3.1 Beschlussfähigkeit des Verwaltungsorgans
141
Art. 50 Abs. 1 SE-VO regelt die Beschlussfähigkeit und einzelne Aspekte der Beschlussfassung der Organe der SE für den Fall, dass weder die SE-VO noch die Satzung andere Regelungen vorsehen. Für den Satzungsgeber ergeben sich damit folgende Gestaltungsmöglichkeiten:
3.1.1 Gesetzliche Ausgangslage
142
Soweit in der Satzung der SE keine andere Regelung vorgenommen wird, ist das Verwaltungsorgan dann beschlussfähig, wenn mindestens die Hälfte der Mitglieder anwesend oder vertreten ist (Art. 50 Abs. 1 a SE-VO). Im Hinblick auf den Gestaltungsspielraum des Satzungsgebers der SE ist bei der Beschlussfähigkeit wie folgt zu differenzieren:
3.1.2 Anwesenheitsquoren
143
Ist das Verwaltungsorgan der SE nicht paritätisch mitbestimmt, ist es möglich, für die Beschlussfähigkeit auch ein niedrigeres oder höheres Anwesenheitsquorum festzulegen.[21] Die insoweit von Teichmann vertretene Gegenauffassung,[22] ein niedrigeres Beschlussquorum könne in der Satzung nicht vorgesehen werden, überzeugt nicht.
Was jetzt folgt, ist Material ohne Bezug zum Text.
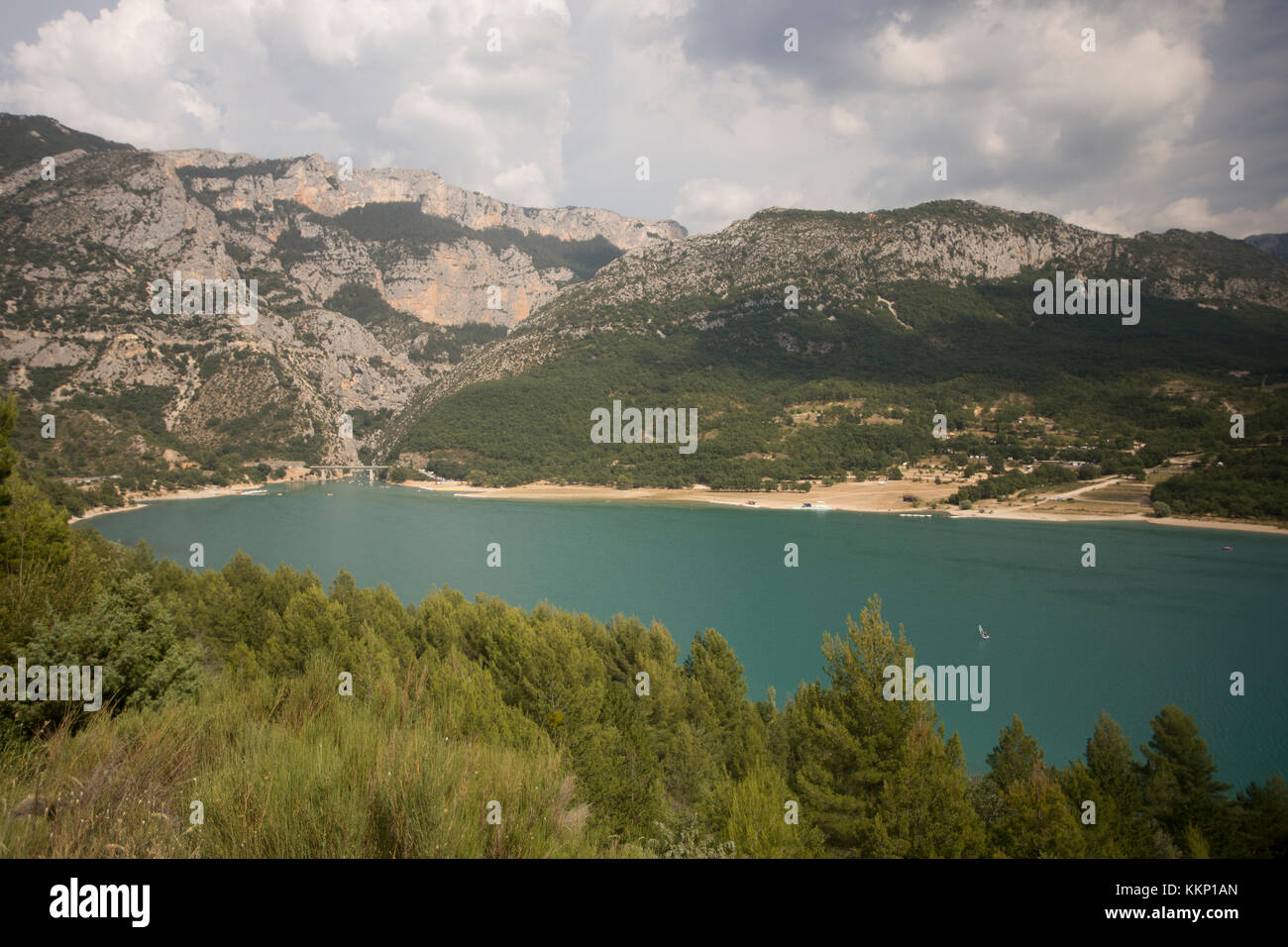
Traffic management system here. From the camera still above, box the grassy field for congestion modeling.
[0,666,605,858]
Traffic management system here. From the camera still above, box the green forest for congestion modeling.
[387,274,1288,518]
[0,399,1288,858]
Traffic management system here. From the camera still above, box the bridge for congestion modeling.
[309,464,389,483]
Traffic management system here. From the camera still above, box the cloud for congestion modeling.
[671,177,802,231]
[0,0,1288,236]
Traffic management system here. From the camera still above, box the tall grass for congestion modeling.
[0,655,608,858]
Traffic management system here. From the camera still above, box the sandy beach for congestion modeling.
[396,480,1288,535]
[67,480,290,523]
[67,479,1288,535]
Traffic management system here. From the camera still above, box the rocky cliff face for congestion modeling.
[378,201,1288,459]
[0,116,686,462]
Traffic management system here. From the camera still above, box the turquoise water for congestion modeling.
[85,483,1288,788]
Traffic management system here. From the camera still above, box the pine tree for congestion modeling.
[1141,706,1231,854]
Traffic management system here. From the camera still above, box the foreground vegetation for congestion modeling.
[0,402,1288,857]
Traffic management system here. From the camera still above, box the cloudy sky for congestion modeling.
[0,0,1288,237]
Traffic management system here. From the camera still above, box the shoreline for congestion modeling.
[67,479,1288,535]
[391,480,1288,535]
[67,480,300,526]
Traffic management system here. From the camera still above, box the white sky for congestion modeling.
[0,0,1288,237]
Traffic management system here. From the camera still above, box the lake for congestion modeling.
[80,481,1288,789]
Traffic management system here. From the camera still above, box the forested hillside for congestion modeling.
[377,201,1288,519]
[0,401,1288,858]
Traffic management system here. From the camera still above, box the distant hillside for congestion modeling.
[1243,233,1288,261]
[0,112,134,174]
[378,201,1288,507]
[0,115,686,483]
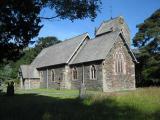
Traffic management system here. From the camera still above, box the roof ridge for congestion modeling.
[43,32,88,50]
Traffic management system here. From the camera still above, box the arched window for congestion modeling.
[40,71,43,82]
[90,65,96,79]
[72,67,78,80]
[51,70,55,82]
[114,49,126,74]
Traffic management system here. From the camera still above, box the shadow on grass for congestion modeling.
[0,94,160,120]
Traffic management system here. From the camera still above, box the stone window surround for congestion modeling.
[40,71,44,82]
[51,69,55,82]
[113,46,126,75]
[72,67,78,80]
[90,65,97,80]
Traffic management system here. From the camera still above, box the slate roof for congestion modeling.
[70,31,120,64]
[20,65,39,78]
[31,33,88,68]
[96,16,129,36]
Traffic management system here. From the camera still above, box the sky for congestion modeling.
[35,0,160,46]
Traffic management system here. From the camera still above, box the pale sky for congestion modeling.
[34,0,160,46]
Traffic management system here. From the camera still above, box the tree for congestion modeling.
[35,36,61,53]
[0,0,101,60]
[133,9,160,86]
[0,36,60,80]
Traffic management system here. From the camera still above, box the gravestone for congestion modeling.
[79,83,86,98]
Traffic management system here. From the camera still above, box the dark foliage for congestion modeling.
[133,9,160,86]
[0,36,61,80]
[7,81,14,96]
[0,0,101,61]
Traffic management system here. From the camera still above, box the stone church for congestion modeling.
[19,16,137,92]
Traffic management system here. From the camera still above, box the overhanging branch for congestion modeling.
[39,15,59,20]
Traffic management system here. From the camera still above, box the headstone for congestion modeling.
[79,83,86,98]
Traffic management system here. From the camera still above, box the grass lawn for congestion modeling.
[0,88,160,120]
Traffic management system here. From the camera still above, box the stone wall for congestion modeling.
[69,61,102,90]
[39,65,65,89]
[23,78,40,89]
[102,37,135,91]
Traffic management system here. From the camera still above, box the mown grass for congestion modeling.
[0,88,160,120]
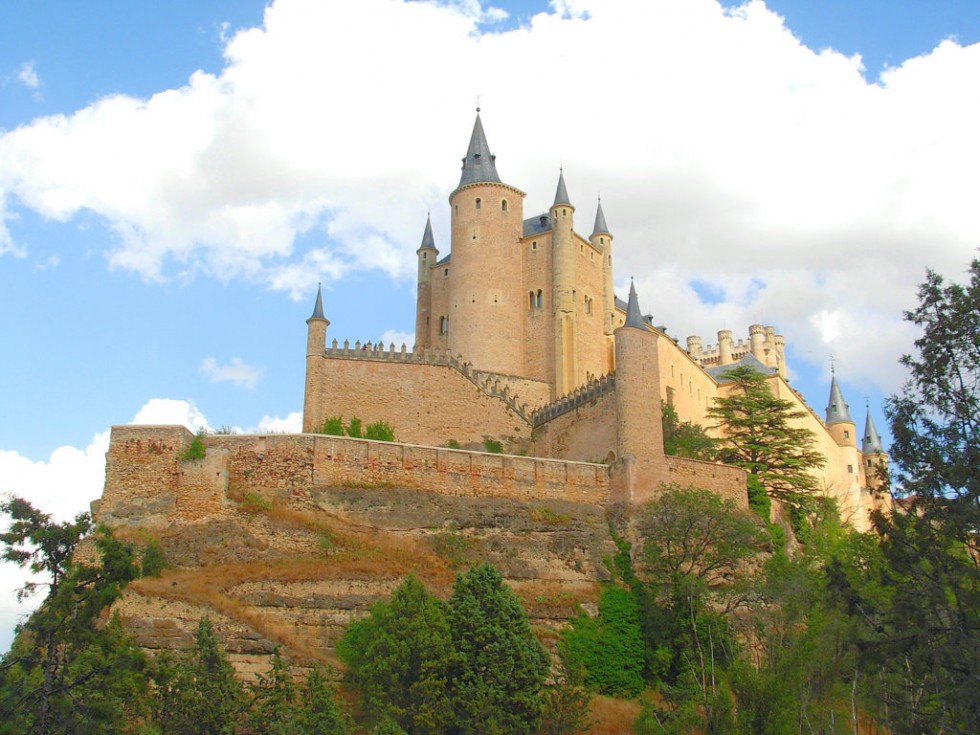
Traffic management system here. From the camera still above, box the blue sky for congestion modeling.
[0,0,980,646]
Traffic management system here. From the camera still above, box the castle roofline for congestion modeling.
[456,107,501,189]
[306,283,327,322]
[825,375,854,426]
[592,199,612,237]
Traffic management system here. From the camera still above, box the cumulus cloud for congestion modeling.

Nach dieser Ansicht würde ein Beschlussquorum, das unterhalb der Hälfte der Mitglieder festgesetzt würde, dem Charakter des Verwaltungsorgans als Kollegialorgan widersprechen. Diese Ansicht ist indessen nicht mit dem klaren Wortlaut des Art. 50 Abs. 1 a SE-VO in Einklang zu bringen. Hiernach wird dem Satzungsgeber ausdrücklich das Recht zur abweichenden Festlegung in der Satzung eingeräumt und dies nicht etwa auf die Festlegung eines höheren Beschlussquorums beschränkt.
144
Fraglich ist indessen, ob der Gestaltungsspielraum des Satzungsgebers bzgl. des Anwesenheitsquorums bei einem paritätisch besetzten Verwaltungsorgan beschränkt ist. Insoweit wird die Ansicht vertreten, dass ein Anwesenheitsquorum von mehr als 50 % mit dem Rechtsgedanken des Art. 50 Abs. 2 S. 2 SE-VO nicht in Einklang zu bringen sei. Art. 50 Abs. 2 S. 2 SE-VO untersagt für paritätisch mitbestimmte Verwaltungsorgane ausdrücklich, das Stichentscheidsrecht des Vorsitzenden zu beschränken. Hieraus wird zum Teil verallgemeinernd der Grundsatz abgeleitet, dass die Arbeitnehmerseite eine Beschlussfassung nicht allein verhindern können soll.[23] Würde man nun ein höheres Anwesenheitsquorum in der Satzung festlegen, könnte die Arbeitnehmerseite durch kollektives Fernbleiben Beschlussfassungen allein verhindern.
145
Wenn der Satzungsgeber gleichwohl höhere Anwesenheitsquoren festsetzen möchte, ist ihm dies indessen nach richtiger Ansicht gestattet.[24] Denn Art. 50 Abs. 1 SE-VO räumt dem Satzungsgeber insoweit ausdrücklich einen Gestaltungsspielraum ein. Für eine einschränkende Auslegung des Art. 50 Abs. 1 SE-VO ist kein Raum. Denn wenn der Verordnungsgeber in Art. 50 Abs. 2 S. 2 SE-VO die Konstellation der paritätisch mitbestimmten SE ausdrücklich adressiert und in Art. 50 Abs. 1 SE-VO weitgehende Gestaltungsspielräume einräumt, ohne nach dem Mitbestimmungsregime zu differenzieren, kommt damit klar zum Ausdruck, dass der Verordnungsgeber bei der Anwesenheitsquote gerade nicht zwischen mitbestimmten und nicht mitbestimmten Verwaltungsorganen unterscheiden wollte. Dementsprechend kann der Satzungsgeber – unabhängig von der Frage, ob eine mitbestimmte SE vorliegt oder nicht – höhere oder niedrigere Anwesenheitsquoren für das Verwaltungsorgan festlegen.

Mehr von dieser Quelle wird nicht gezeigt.